5.3 Dynamics of The Ladder Score by Region

ladder_dynamics <- 
wh_all %>% 
  select(regional_indicator, life_ladder, year) %>% 
  filter (year == 2008 | year == 2020) %>% 
  group_by(regional_indicator, year) %>% 
  summarise_all(mean) %>% 
  pivot_wider(names_from = "year", values_from = "life_ladder") %>% 
  mutate(difference = round((`2020`-`2008`)/`2008`*100,1)) %>% 
  pivot_longer(cols=`2008`:`2020`, names_to = "year", values_to = "ladder")
ladder_dynamics %>% 
  ggplot(aes(x=factor(year),
             y = ladder,
             color = regional_indicator))+
  geom_line(aes(group = regional_indicator))+
  geom_point(alpha =0.8) +
  geom_text_repel(data = . %>%
                    filter(year == 2008),
                  aes(x = year, y = ladder, 
                      label = regional_indicator),
                  xlim = c(NA, 1),
                  ylim = c(0.1, NA),
                  size = 2.9)+
  geom_text(data = . %>% 
              filter (year == 2020),
            mapping = aes(x = year, y = ladder,
                          label = paste(difference,"%", sep="")),
            hjust = -.25, size = 3, fontface ="bold")+
  scale_color_manual( values = c( "#097168","#097168", "#097168", "#097168",  "#878787", 
                                "#878787", "#878787", "#097168", "#097168", "#878787" ))+
  ylab ("Average Ladder Score") +
  theme_minimal() +
  theme(legend.position = "none",
        axis.title.x  =element_blank())

Here we can see how each region’s average Ladder Score has changed. Middle East and North Africa, South Asia, North America and ANZ and Western Europe are the region which they have lower average 2020 Happiness score than they were in 2008.

6 Indonesia v. Southeast Asia

Since the writer is Indonesian citizen and curious how Indonesia’s happiness compares to the country/ nations around. So the next thing to do is to make a comparison between Indonesia’s own subcontinent, Southeast Asia.

sea <- 
  wh_all %>% 
  mutate(year = as.numeric(year)) %>% 
  filter(regional_indicator == "Southeast Asia",
         year >2007)%>% 
  group_by(year) %>% 
  mutate(yrrank = row_number(-life_ladder))
ggplot(sea, 
       aes(x=year, y = life_ladder, label = yrrank)) + 
  geom_point(aes(color = country), size =10) + 
  theme_minimal() +
  geom_line(aes(color = country)) + 
  scale_x_continuous(breaks = seq(2008,2020,1)) + 
  scale_y_continuous(breaks = seq(0,8,0.5)) + 
  geom_text(color = 'white', size =5) + 
  scale_color_manual(values = c("#e4d1a4", "#750000", "#41b6c4","#1d91c0", "#bcc98e",
                                "#7fcdbb","#253494","#081d58","#2a7a78")) +
  labs(title = "Indonesia v.
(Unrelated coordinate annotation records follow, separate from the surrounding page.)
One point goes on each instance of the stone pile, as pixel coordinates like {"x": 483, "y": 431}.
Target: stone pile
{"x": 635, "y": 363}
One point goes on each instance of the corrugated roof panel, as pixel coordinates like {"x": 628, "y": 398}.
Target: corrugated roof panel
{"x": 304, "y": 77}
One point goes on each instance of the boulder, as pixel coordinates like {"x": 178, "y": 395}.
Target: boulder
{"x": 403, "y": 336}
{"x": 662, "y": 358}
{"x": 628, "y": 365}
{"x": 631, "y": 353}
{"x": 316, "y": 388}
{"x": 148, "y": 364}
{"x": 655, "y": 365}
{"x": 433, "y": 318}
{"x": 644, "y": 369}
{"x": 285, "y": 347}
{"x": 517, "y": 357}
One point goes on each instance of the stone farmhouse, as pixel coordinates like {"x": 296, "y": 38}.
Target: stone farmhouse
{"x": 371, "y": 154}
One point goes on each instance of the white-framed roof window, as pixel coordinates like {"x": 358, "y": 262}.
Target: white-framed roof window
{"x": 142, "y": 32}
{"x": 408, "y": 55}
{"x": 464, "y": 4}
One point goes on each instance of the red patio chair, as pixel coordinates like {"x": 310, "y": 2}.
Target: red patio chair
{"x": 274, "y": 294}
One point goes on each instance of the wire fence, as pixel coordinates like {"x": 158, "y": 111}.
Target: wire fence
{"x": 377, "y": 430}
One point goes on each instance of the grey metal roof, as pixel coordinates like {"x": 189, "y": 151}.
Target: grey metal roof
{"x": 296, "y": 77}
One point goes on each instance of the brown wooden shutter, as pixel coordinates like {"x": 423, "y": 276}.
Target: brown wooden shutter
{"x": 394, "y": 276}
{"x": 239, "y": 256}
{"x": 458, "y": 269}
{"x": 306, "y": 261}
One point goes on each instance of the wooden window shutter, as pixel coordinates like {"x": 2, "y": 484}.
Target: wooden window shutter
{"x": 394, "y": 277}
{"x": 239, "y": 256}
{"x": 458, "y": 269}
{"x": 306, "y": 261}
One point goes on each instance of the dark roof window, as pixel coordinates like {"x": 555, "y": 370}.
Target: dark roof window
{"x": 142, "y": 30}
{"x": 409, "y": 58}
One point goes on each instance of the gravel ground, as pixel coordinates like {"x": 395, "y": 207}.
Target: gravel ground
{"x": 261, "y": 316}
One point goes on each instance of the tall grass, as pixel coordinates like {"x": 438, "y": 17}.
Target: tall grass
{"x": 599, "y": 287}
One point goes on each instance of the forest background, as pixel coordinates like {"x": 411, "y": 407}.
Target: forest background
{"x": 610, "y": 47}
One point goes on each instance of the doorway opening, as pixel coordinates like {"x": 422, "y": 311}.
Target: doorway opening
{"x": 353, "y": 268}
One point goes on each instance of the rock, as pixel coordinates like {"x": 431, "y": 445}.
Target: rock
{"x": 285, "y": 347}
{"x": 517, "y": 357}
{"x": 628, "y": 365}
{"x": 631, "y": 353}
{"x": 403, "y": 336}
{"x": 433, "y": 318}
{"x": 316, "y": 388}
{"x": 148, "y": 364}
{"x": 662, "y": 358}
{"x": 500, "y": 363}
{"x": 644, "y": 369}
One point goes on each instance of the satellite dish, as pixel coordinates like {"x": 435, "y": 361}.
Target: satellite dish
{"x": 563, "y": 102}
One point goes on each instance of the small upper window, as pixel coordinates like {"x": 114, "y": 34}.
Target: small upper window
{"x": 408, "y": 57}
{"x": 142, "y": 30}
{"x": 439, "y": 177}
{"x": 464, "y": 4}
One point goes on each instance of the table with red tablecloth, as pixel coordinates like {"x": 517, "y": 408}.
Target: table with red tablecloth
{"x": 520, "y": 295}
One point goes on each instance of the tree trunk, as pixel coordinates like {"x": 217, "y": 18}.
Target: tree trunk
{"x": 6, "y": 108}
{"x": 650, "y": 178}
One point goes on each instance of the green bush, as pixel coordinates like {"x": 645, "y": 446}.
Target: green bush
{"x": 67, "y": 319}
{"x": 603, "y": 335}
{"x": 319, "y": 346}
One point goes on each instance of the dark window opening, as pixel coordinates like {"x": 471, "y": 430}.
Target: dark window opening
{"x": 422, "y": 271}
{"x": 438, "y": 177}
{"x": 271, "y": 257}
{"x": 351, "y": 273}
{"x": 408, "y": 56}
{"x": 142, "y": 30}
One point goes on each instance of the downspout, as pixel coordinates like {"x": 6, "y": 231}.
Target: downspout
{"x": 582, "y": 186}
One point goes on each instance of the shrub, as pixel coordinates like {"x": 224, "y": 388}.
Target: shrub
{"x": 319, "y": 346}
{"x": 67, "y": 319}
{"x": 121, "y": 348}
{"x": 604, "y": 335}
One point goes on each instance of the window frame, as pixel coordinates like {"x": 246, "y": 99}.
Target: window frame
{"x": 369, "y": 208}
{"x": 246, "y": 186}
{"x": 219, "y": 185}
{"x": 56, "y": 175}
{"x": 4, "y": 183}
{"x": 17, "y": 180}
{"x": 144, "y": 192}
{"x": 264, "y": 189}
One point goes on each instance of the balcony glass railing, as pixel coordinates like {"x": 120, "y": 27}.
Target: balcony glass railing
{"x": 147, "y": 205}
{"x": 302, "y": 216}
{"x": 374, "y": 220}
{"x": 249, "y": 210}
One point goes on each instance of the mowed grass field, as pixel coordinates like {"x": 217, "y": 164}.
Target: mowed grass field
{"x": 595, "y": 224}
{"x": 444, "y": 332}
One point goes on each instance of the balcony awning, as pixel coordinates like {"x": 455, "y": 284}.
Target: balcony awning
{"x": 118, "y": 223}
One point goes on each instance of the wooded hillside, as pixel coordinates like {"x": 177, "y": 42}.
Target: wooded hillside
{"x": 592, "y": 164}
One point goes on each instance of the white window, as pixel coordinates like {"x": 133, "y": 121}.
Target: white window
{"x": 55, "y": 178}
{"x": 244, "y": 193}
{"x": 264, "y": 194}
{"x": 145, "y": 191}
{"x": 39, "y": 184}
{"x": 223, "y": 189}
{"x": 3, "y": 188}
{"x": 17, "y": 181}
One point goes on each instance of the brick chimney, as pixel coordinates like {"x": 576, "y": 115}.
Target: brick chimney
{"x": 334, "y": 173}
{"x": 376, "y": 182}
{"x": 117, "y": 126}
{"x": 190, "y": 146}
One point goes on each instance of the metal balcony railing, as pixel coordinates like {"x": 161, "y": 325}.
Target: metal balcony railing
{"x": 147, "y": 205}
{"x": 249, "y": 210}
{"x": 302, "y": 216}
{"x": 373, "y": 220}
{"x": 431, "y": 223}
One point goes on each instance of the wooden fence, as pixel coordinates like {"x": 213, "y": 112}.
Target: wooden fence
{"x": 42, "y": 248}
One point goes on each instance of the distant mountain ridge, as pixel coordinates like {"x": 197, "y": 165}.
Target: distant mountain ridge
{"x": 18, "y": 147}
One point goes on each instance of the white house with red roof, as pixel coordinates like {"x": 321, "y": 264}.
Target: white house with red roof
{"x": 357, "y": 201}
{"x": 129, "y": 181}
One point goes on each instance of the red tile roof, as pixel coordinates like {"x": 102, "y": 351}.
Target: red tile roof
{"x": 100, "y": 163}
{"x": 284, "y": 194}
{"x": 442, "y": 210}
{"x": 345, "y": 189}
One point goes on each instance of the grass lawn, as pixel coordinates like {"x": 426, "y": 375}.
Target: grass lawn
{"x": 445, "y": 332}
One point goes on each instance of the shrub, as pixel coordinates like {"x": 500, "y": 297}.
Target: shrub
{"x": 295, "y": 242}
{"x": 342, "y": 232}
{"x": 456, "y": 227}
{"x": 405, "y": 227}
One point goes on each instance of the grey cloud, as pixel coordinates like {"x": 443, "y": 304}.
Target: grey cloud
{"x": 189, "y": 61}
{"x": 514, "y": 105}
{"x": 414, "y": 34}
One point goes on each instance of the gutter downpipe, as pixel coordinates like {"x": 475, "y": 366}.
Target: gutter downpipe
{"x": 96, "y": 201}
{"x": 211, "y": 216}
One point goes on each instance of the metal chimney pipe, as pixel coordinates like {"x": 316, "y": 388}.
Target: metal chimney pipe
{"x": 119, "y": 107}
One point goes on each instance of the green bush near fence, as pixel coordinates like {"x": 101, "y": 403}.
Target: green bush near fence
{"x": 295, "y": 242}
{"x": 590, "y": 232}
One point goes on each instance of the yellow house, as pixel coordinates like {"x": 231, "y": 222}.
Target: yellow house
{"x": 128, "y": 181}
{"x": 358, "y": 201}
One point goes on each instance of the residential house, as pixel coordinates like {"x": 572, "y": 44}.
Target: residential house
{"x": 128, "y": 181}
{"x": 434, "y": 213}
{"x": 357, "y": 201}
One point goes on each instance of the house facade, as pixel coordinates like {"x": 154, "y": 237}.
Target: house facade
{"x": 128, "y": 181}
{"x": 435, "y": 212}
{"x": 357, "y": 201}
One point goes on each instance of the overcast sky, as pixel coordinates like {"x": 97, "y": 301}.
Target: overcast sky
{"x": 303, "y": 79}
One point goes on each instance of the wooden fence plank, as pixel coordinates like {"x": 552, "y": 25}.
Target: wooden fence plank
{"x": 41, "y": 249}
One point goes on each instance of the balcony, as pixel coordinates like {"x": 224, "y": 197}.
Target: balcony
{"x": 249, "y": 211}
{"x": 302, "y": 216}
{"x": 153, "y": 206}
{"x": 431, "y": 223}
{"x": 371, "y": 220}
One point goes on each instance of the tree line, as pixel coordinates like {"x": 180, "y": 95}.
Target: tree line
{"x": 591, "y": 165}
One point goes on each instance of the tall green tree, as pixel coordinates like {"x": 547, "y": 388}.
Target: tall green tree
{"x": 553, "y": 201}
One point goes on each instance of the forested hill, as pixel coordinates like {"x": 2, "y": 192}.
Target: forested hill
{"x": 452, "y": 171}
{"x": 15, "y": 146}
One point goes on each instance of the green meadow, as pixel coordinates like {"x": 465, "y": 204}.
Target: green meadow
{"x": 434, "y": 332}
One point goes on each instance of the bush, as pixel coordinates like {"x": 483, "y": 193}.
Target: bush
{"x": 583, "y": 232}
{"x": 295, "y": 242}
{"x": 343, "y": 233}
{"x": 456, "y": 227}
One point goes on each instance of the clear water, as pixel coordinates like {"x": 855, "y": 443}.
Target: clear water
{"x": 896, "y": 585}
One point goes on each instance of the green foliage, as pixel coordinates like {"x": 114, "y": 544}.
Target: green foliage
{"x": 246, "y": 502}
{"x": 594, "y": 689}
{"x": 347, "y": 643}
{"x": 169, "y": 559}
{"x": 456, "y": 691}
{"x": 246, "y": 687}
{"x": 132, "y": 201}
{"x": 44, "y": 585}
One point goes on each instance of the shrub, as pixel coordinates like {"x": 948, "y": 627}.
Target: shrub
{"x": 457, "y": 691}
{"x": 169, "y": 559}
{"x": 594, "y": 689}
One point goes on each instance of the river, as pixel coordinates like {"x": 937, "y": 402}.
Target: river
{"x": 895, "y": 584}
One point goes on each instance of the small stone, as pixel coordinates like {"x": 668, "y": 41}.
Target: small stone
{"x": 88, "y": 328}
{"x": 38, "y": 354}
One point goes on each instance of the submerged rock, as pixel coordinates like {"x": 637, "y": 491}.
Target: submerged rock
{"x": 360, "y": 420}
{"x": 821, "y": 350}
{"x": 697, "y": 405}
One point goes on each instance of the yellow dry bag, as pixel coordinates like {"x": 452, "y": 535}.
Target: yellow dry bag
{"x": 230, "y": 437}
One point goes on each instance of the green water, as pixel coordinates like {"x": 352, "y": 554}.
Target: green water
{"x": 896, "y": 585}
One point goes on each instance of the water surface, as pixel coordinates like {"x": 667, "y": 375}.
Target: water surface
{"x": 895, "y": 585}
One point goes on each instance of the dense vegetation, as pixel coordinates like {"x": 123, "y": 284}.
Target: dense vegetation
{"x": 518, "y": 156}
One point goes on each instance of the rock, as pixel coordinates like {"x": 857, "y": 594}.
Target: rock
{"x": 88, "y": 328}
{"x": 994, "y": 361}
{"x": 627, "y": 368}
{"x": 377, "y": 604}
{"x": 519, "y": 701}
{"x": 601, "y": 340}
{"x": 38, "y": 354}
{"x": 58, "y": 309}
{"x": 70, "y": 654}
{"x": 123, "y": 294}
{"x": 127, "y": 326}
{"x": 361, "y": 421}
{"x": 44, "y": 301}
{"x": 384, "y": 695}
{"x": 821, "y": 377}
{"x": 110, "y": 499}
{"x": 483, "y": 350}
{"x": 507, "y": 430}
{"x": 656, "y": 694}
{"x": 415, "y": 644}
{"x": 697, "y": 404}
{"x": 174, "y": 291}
Southeast Asia", 
     subtitle = "Ranking the Happiness Score of Southeast Asian Countries Across The Years",
     x = "", y = "Happiness Score") + 
  theme(plot.title = element_text(size = 30, face = "bold"),
        plot.subtitle = element_text(size = 15),
        axis.title = element_text(size= 15),
        axis.text = element_text(size = 15),
        legend.direction = "horizontal", 
        legend.position = "bottom",
        legend.title = element_blank(),
        panel.grid.minor = element_blank()
        )

We can see that, Indonesia, most of the times are in the middle rank. We can also say that Phillipines has consistently managed to improve their Happiness Score. They went from being the 7th in 2008, to become the top 3 in the last 5 years period (2016 - 2020).